現役看護師の悩みTOP5!職場で困った事と解消法のヒント

ライター:内科のオザキ

笑顔のナース タブレット
臨床で患者に関わりたい、看護を提供したいと思っている新人さん・中堅の熱い情熱を持った看護師。実際には忙しさ以外に「職場」としての問題を乗り越えなければなりません。誰もが悩むであろう臨床現場の5大問題をランキング形式でみていきましょう。

第5位:会社や上司と、自分の看護感の違いってどのくらい?

看護の捉え方の変化は年代ごとに変化していく

新人・中堅・ベテラン・管理職の看護への考え方はきっとどんどん変化していくものです。同じケアを提供するのにも根拠は同じですが、対象者のニーズをどうとらえるかによって提供される方法は変わります。実習のときに口酸っぱく指導された「その人らしさ」。きっと1・2年目は考える余裕もなく、業務をこなすのにいっぱいいっぱい。自分の理想と現実の業務のかい離に悩むことが多いです。一方、中堅はそれを形にして患者ケアを提供し、ある程度、自己効力観を得られる時期ではありますが、看護の継続性という点で新人に教育したり指導の側面に対するストレスが大きくなっています。上司は様々な看護実践を経て、総合的かつ直観的な判断ができるようになっています。頼りになる存在の一方で新人や中堅にとっては、一見自分の迷いや葛藤をわかってもらえない、なんて感じてしまうことも少なくはないのではないでしょうか。

あたりまえの違いを、共有し、自分の考えを伝えること

看護観の違いは大切です。「療養上の世話」という個別性の高い看護によりよい方法はあれど、正解なんて厳密にはないと私自身は考えています。医療の主体は患者さんです。新人は新人として、中堅は中堅として、感じたことを言える職場のコミュニケーション方法をみんなで考えることができればよいと思います。新人は「私はまだ○○の状態の患者さんを2回程度しか受け持ったことがないので、こんなことに悩みます。どう思いましたか?」中堅は「私は今までこうやって対応してきたけど、それについて新人のあなたはどう思うか、さらにベテランの先輩には管理的側面からみるともっとよい判断があると思うか」なんてですね・・・。理想論と思いますか?本当に先輩に率直に話したことがありますか?抱え込むと1人で悩んでいると勘違いしそうになりますが、そうやってみんな悩んでいるかもしれません。まずは伝えてみましょう。
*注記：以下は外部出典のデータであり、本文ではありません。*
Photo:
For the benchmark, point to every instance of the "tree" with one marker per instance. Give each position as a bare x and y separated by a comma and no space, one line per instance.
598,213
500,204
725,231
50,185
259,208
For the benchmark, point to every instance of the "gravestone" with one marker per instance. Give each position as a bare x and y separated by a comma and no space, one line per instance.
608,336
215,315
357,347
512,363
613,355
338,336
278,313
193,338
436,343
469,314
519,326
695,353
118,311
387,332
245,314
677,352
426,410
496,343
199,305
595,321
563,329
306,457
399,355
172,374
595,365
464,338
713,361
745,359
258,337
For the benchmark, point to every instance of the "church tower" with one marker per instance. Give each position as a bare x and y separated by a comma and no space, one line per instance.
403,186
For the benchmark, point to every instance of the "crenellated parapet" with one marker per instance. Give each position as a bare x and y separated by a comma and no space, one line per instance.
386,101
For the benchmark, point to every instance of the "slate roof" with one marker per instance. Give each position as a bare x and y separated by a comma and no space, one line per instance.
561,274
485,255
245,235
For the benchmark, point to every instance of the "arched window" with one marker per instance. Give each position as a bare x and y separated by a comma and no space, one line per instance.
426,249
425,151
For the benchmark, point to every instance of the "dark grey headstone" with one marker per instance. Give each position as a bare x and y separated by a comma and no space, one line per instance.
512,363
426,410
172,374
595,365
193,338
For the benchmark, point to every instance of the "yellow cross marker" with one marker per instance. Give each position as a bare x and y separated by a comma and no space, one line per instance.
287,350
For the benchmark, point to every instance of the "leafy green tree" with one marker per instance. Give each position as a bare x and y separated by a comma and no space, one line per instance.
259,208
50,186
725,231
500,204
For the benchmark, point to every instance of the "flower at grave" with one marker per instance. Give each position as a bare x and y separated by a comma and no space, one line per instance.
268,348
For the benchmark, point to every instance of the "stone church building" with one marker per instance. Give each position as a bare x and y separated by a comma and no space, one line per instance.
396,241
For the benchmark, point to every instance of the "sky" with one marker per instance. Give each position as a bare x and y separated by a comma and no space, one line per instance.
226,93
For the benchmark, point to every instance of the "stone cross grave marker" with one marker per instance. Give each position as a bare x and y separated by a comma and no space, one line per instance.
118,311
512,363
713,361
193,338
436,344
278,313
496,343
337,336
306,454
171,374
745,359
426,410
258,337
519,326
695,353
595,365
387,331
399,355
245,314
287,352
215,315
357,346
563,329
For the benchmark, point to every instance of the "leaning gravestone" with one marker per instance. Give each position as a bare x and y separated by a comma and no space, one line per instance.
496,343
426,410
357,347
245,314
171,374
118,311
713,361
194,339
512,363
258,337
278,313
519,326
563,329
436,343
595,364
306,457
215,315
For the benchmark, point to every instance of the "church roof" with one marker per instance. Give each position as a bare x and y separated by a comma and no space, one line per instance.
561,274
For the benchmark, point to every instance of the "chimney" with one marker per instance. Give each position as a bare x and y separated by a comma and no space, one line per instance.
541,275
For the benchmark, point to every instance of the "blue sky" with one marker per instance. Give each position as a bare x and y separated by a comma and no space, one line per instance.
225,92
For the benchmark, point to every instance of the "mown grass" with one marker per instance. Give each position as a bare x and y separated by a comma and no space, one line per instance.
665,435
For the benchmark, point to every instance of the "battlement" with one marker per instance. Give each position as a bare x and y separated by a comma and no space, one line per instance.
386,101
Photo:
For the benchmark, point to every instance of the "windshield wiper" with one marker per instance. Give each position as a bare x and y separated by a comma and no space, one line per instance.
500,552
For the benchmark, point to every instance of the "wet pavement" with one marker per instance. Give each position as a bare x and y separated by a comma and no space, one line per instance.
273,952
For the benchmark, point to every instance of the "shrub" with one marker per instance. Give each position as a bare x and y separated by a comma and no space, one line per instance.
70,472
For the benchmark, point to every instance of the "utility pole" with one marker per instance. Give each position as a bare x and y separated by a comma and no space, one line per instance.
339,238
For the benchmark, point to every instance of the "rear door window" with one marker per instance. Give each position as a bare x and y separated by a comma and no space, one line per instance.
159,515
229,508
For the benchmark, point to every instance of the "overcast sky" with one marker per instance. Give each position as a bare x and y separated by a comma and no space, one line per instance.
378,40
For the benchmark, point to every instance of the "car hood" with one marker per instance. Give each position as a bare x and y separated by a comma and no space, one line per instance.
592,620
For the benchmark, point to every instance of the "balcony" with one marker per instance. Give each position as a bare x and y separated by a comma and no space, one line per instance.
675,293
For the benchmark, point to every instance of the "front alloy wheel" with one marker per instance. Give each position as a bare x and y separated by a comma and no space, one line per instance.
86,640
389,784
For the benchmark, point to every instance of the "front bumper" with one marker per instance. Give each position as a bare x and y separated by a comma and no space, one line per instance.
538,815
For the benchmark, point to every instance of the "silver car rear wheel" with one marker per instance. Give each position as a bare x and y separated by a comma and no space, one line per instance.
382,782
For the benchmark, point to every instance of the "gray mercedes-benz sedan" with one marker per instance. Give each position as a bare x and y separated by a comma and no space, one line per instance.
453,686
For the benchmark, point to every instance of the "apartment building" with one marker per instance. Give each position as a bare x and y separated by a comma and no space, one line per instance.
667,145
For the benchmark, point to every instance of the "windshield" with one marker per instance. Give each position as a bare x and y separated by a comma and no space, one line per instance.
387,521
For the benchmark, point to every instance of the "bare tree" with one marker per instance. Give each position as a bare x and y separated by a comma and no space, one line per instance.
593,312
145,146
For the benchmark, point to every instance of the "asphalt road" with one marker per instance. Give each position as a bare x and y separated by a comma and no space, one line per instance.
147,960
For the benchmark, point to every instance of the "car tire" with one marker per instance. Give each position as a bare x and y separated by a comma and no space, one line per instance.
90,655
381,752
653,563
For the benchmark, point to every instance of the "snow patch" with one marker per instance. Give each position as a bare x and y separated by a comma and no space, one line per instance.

第4位:夜勤、日勤…残業など、勤務時間への不満がある

一般的な看護師の勤務スケジュール

一般的な看護師の勤務スケジュールは日勤・夜勤・部署ごとに配置する遅番や早番勤務です。2交代だと8時ー16時・16時ー8時が平均でしょうか。まことしやかな噂では夜勤16時間後の勤務の看護師の意識レベルは大体泥酔している人と同じ位、なんていわれたりします。そのほか勤務表にある時間以外にも①部署勉強会②ミーティング③常態化している残業(しかも残業代をつけられない)④外部研修⑤院内研修⑥院内委員会活動など、休日出勤してたら今月休み3日もない!みたいなことも現実には起こりえます。就業時間とは別の時間で拘束されれば身体的にも精神的にもつらいのは当然ともいえます。

ブラック企業?!並みのサービス残業を考える①

看護師は、看護の業務・手順は勉強してきましたが、仕事のマネジメントについてはおろそかになっていると思います。実習等でも、看護実践のために深夜まで勉強して眠れないなんてことがあったから、多少の残業がなんだか「実習よりはまし」みたいな錯覚に陥るんですね。でももう職業人なのですから「時間内に終える」ことも意識しましょう、早く帰る先輩の仕事術・記録術はどんどん質問して盗みましょう。ゆっくり丁寧に、の看護技術はもちろん大切ですが、膨大な新しい知識をいれる新人の時にこそ「タイムマネジメント」「勉強の優先順位」を意識して業務後のダラダラを解消するようにしましょう。ただ早く帰りたいではなく、確実に仕事を引き継ぐ、その方法を常に考えることで自分を成長させることができるはずです。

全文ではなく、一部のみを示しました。